The Pros and Cons of Cabin Life

photo courtesy of bluewhalepix/Fotolia

Here in Minnesota, everybody goes up North for the weekend: to their cabin, or somebody else’s, the exodus beginning Friday night up Highway I-35, that great trunk that stretches from Canada to the Gulf of Mexico. Something good is always cooking up North—or, rather, Mom has swaddled the lasagna in kitchen towels and packed it in the trunk of the car.

Well, not everybody. My sister-in-law stays home now. She says the bats were the last straw. They had opened up the cabin in the spring after a long winter, and my brother Clyde unlocked the door, as usual, and walked in first, as usual.  Mary heard him utter what she thought was a snicker.

“What are you laughing about?” she asked.

“Oh nothing,” he quietly replied.

Laden with gear, she waited for him to hold the door for her.  It seemed to take an awfully long time.

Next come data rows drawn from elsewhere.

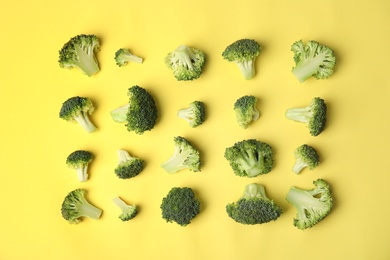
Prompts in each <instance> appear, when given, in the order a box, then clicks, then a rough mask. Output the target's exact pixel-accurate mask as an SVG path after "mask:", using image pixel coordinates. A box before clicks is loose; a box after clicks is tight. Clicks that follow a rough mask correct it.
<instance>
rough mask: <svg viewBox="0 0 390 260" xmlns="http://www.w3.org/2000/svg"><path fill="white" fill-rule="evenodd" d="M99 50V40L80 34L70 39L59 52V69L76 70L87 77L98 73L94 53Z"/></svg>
mask: <svg viewBox="0 0 390 260" xmlns="http://www.w3.org/2000/svg"><path fill="white" fill-rule="evenodd" d="M99 49H100V43H99V39H98V38H97V37H96V36H95V35H85V34H80V35H77V36H75V37H73V38H71V39H70V40H69V41H68V42H67V43H65V45H64V46H63V47H62V49H61V50H60V51H59V53H60V55H59V56H60V57H59V60H58V62H59V64H60V67H61V68H67V69H72V68H78V69H80V70H81V71H82V72H83V73H84V74H86V75H87V76H89V77H90V76H92V75H94V74H96V73H97V72H99V70H100V69H99V64H98V61H97V59H96V56H95V55H96V52H98V51H99Z"/></svg>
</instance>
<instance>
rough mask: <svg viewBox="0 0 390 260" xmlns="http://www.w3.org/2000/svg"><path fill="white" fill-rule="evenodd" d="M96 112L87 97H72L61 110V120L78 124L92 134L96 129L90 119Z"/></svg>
mask: <svg viewBox="0 0 390 260" xmlns="http://www.w3.org/2000/svg"><path fill="white" fill-rule="evenodd" d="M94 110H95V108H94V106H93V103H92V101H91V100H90V99H89V98H86V97H79V96H76V97H71V98H69V99H68V100H66V101H65V102H64V103H63V104H62V107H61V110H60V114H59V116H60V118H62V119H64V120H66V121H68V122H77V123H78V124H79V125H81V126H82V127H83V128H84V130H85V131H87V132H88V133H92V132H94V131H95V130H96V127H95V126H94V125H93V124H92V122H91V121H90V119H89V116H88V114H89V115H91V114H92V112H93V111H94Z"/></svg>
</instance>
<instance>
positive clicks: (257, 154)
mask: <svg viewBox="0 0 390 260" xmlns="http://www.w3.org/2000/svg"><path fill="white" fill-rule="evenodd" d="M272 154H273V152H272V148H271V146H270V145H268V144H266V143H263V142H260V141H258V140H255V139H248V140H243V141H240V142H237V143H235V144H234V145H233V146H231V147H228V148H226V150H225V158H226V159H227V160H228V161H229V163H230V166H231V167H232V169H233V172H234V174H236V175H237V176H241V177H250V178H251V177H256V176H258V175H261V174H266V173H269V172H270V171H271V169H272V165H273V159H272Z"/></svg>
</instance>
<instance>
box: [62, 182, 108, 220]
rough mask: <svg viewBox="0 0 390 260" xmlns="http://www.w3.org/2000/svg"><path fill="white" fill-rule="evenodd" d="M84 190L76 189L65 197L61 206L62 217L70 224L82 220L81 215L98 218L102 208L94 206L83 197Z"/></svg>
mask: <svg viewBox="0 0 390 260" xmlns="http://www.w3.org/2000/svg"><path fill="white" fill-rule="evenodd" d="M85 193H86V191H85V190H84V189H76V190H73V191H71V192H69V194H68V195H67V196H66V197H65V199H64V202H63V203H62V206H61V213H62V217H63V218H64V219H65V220H67V221H68V222H69V223H70V224H78V223H79V222H81V221H82V217H89V218H92V219H99V218H100V215H101V214H102V210H101V209H98V208H96V207H95V206H93V205H92V204H90V203H89V202H88V201H87V200H86V199H85V197H84V196H85Z"/></svg>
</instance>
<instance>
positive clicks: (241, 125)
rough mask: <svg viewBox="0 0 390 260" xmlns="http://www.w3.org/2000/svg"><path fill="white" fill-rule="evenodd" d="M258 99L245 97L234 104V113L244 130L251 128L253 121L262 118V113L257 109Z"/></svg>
mask: <svg viewBox="0 0 390 260" xmlns="http://www.w3.org/2000/svg"><path fill="white" fill-rule="evenodd" d="M256 103H257V98H256V97H255V96H249V95H247V96H243V97H240V98H239V99H237V101H236V102H235V103H234V112H235V114H236V119H237V122H238V125H239V126H240V127H242V128H244V129H246V128H248V127H249V124H250V123H251V122H252V121H256V120H257V119H259V117H260V112H259V111H258V110H257V108H256Z"/></svg>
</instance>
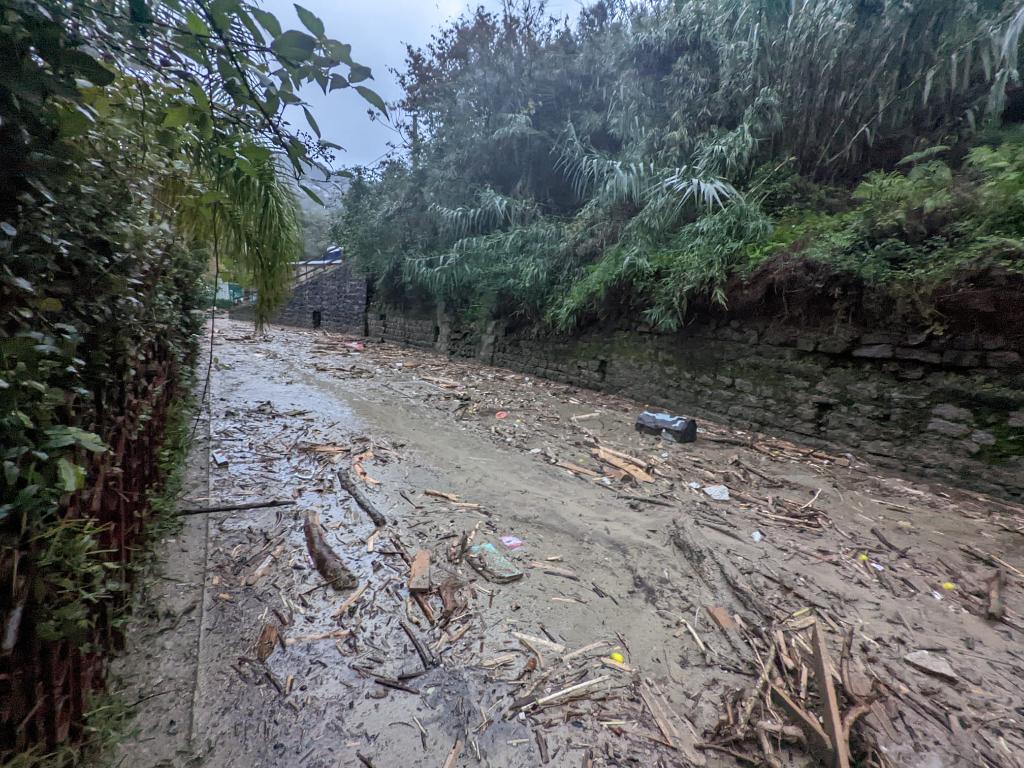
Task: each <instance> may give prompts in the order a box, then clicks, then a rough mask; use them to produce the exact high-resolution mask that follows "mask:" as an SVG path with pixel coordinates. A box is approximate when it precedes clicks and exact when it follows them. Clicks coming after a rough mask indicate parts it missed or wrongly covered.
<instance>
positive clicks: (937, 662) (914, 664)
mask: <svg viewBox="0 0 1024 768" xmlns="http://www.w3.org/2000/svg"><path fill="white" fill-rule="evenodd" d="M904 659H905V660H906V663H907V664H908V665H910V666H911V667H913V668H914V669H915V670H920V671H921V672H925V673H927V674H929V675H935V676H936V677H940V678H942V679H943V680H945V681H946V682H949V683H957V682H959V676H957V675H956V673H955V671H953V668H952V665H950V664H949V662H947V660H946V659H944V658H942V657H941V656H939V655H936V654H935V653H932V652H931V651H929V650H915V651H913V652H912V653H907V654H906V655H905V656H904Z"/></svg>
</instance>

Losing patience, she asked what he was doing.

“Just picking up a few things.”

Mary squeezed herself past him, and saw the first dead bat. Then another. The floor was covered with them, dead baby bats that my brother was busily picking up and dropping into a big garbage bag. 

Clyde had taken the precaution, before closing up the cabin the previous fall, of putting a piece of plastic on top of the chimney to prevent assorted creatures from getting into the cabin over the winter.  What he didn’t know was that there was already a nest of bats up there.  All the baby bats, unable to fly out, died of starvation. Poor bats—and poor Clyde. He still can’t get his wife to come back up North.

The kinds of things that happen up there weed out the faint of heart. This year, for example, I thought I’d go for a little walk, so I grabbed an old hooded jacket from the closet, pulled it on, and headed down the road. Up North: scented pines, the cries of loons and chainsaws, an enchanted spot upon this earth.  

In no time at all, the deerflies found me. I flipped the hood of my sweatshirt up over my head. As I tucked my hair into the hood, I felt—what, deerflies in my hair? No, not deerflies, what are these things? Too small to be deerflies, my gosh, they’re all over my head!  

I noticed they were the exact same size as mouse droppings. And in fact they were mouse droppings, and my hair was full of them. With a horrible howl, I flipped down the hood of my jacket and out fell a mouse nest.

We Up Northerners don’t really enjoy walking around with mouse nests on our heads any more than anyone else. The difference is we’re willing to do it, if it’s part of being up North. The truth is I love it here. I can arrive bilious, confused, melancholy. But I’m always soon serene, away from the tick of clocks, enveloped in a palpable silence that arrests all forward motion.

This is what being up North is about for me, sweet silence that enters through every pore, until you’re not the same person who walked through the cabin door. No matter the mushrooms in the carpet, the mouse baked accidentally in the oven. I can step outside at night and laugh with the bullfrogs. Look up at the celestial dome and gasp. So many stars! That’s what up North is about for me. But it’s a long way to the outhouse when the deerflies are after you.